The USA’s Supreme Court overturned a long-standing constitutional guarantee of abortion access, thereby threatening the exercise of critical rights, including the right to life, security and non-discrimination for millions of women, girls, and other people. In Afghanistan, the Taliban imposed draconian restrictions, denying women and girls the rights to education, work, and autonomy, while publicly proclaiming women’s subservience to men. In Iran, the “morality police” murdered Mahsa Amini for wearing her headscarf the wrong way, sparking nationwide protests in which more women and girls were injured, detained or killed.
The erosion of our freedoms to protest and to express ourselves became, in 2022, a fully-fledged landslide. Russian media houses were taken to court and shut down for simply mentioning the war in Ukraine. Journalists were imprisoned in Afghanistan, Ethiopia, Myanmar, Russia and dozens of other countries across the world. Technology was weaponized against many, to silence, to prevent public assembly or to disinform. Peaceful protesters faced an ever-growing armoury of weapons; from batons, tear gas and rubber pellets, to live ammunition, as we saw in Iran, Peru and Sri Lanka. Corrosive legislation in the UK increased police power as it diminished the right to peaceful protest.
We’ve witnessed iconic acts of defiance, including Afghan women taking to the streets to protest Taliban rule and Iranian women posting videos of themselves cutting their hair in protest against the country’s abusive and forced veiling laws. We can take some comfort in knowing that in the face of such repression thousands of people still came together to write letters, sign petitions, and take to the streets. It should be a reminder to those in power that our rights to demand change, and to come together freely and collectively, cannot be taken away.
2022 may have been a turning point for the international order. It certainly saw a renewal of the Atlantic alliance, with a level of cooperation between the US and other Western powers that a year ago, in the wake of the chaotic 2021 Afghanistan withdrawal, would have been hard to imagine.
But there was no turning point on the human rights front. Rather, the descent continued unchecked. Russia’s aggression served to further destabilize an international multilateral system already weakened by decades of powerful states flouting international law with impunity. The war diverted resources and attention away from the climate crisis, other long-standing conflicts and human suffering the world over.
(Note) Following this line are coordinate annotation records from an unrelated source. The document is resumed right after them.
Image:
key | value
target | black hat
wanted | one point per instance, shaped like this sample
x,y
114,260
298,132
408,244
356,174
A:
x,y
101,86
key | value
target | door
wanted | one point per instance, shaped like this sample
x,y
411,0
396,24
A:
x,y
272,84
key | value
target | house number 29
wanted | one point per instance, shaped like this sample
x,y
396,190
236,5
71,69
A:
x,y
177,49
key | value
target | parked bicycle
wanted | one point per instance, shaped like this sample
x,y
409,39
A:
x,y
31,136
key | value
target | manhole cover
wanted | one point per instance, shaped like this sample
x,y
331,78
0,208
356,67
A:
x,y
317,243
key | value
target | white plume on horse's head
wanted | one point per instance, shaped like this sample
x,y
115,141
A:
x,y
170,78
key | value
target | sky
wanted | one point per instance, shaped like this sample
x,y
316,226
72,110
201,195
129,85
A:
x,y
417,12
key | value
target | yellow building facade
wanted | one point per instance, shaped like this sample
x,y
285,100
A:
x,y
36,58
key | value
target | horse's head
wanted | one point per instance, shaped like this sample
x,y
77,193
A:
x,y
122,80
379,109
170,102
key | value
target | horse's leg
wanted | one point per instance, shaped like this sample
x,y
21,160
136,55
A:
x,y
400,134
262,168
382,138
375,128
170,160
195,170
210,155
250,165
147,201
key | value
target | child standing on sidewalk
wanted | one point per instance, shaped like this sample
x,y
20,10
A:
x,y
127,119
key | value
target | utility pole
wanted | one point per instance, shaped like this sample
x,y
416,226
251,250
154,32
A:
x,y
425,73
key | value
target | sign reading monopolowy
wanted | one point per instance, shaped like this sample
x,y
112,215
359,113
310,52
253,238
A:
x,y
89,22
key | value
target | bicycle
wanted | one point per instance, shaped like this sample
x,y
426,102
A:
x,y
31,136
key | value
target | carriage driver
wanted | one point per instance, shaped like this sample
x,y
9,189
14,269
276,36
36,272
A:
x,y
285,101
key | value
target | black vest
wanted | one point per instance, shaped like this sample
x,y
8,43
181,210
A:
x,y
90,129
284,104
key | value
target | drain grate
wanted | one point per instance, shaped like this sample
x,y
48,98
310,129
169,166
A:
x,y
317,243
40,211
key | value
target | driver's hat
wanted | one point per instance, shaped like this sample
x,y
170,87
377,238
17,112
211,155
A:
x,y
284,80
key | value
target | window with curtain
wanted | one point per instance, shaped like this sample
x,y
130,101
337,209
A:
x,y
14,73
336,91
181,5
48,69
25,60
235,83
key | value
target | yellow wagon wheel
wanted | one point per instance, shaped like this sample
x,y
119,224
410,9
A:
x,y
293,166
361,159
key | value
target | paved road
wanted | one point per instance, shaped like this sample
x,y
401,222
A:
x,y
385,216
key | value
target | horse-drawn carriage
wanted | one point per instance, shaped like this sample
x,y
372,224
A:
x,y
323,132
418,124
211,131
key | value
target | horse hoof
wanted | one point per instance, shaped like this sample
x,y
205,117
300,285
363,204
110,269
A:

The West’s response to Russia’s invasion of Ukraine also underscored its own double standards, and its inconsequential reactions to so many other violations of the UN Charter. This in turn further fuelled instability and impunity.
If Russia’s war of aggression demonstrates anything for the world’s future, it is the importance of an effective and consistently applied rules-based international order. Those leading the coalition in support of Ukraine must
step up their efforts, and partner with others, for a renewed commitment to an international system that benefits the majority of the world’s population.
2023 marks the 75th anniversary of the Universal Declaration of Human Rights, a document created from the ashes of a world war. Let us not wait for the world to burn yet again to truly live by the freedoms and principles that came at the cost of millions of lives. 2023 must be a turning point for upholding human rights: anything less from the world’s leaders is a betrayal which could take the world to the abyss.